Britons in Guantanamo

Meanwhile, U.S. troops of the 4th Infantry Division killed two Iraqis and wounded two others in a gunbattle late Monday outside an ammunition dump in Tikrit. Another man was captured and two others fled after the apparent attempt to loot the depot, division spokeswoman Maj. Josslyn Aberle said.

In addition to the gunbattle in Tikrit, U.S. officials said troops of the 4th Infantry Division carried out 242 patrols in three provinces late Monday, including 24 jointly with Iraqi security forces. Twenty-eight Iraqis were arrested.

They included two people taken prisoner in Samarra during a raid in which 13 sticks of plastic explosives were seized along with blasting caps and nine mortar rounds, officials said.

Insurgents have also targeted Iraqis who work with coalition forces.

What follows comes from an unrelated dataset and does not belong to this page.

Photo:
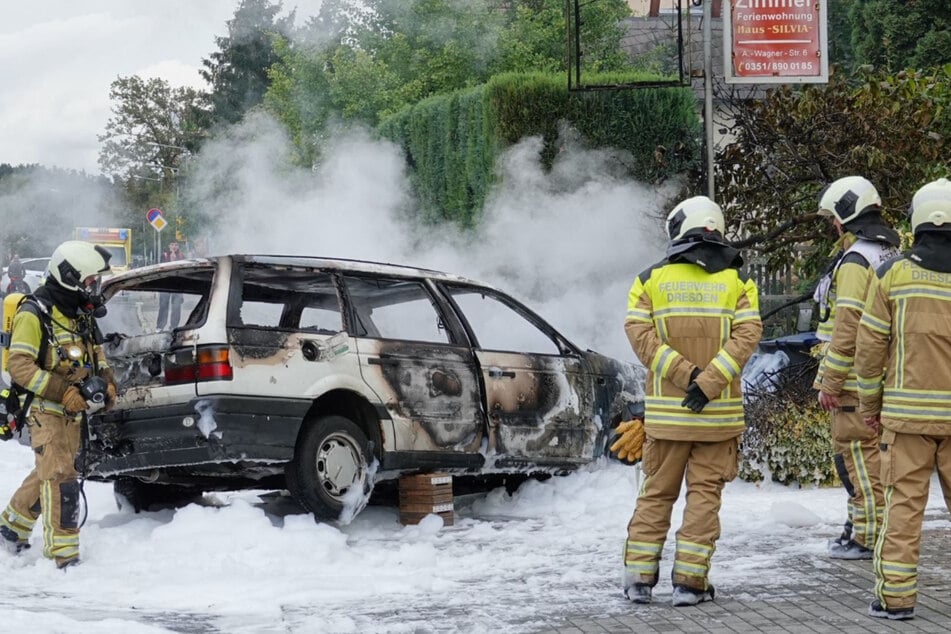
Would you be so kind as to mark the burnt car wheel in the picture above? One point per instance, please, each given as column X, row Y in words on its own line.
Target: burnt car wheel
column 329, row 469
column 143, row 496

On Monday, the police chief in the Sunni Muslim town of Khaldiya was killed in a roadside ambush as he was returning to his home in Fallujah, scene of growing criminal violence and guerrilla resistance to the American occupation of Iraq.

The attacks on Iraqis, including the shooting of Col. Khedeir Mekhalef Ali, the police chief, were thought to be undermining U.S. efforts to build local police and militia structures to take over security in the region, where support for Saddam remains strongest.

It was unclear whether Ali's slaying was politically motivated. His shooting came three days after the mistaken killing of eight Iraqi policemen by U.S. forces in the worst friendly fire incident since major fighting ended in Iraq. Those shootings happened just outside Fallujah shortly after midnight Friday.

The U.S. military and civilian administrator for Iraq, L. Paul Bremer, have apologized for the friendly fire incident and said it was under investigation.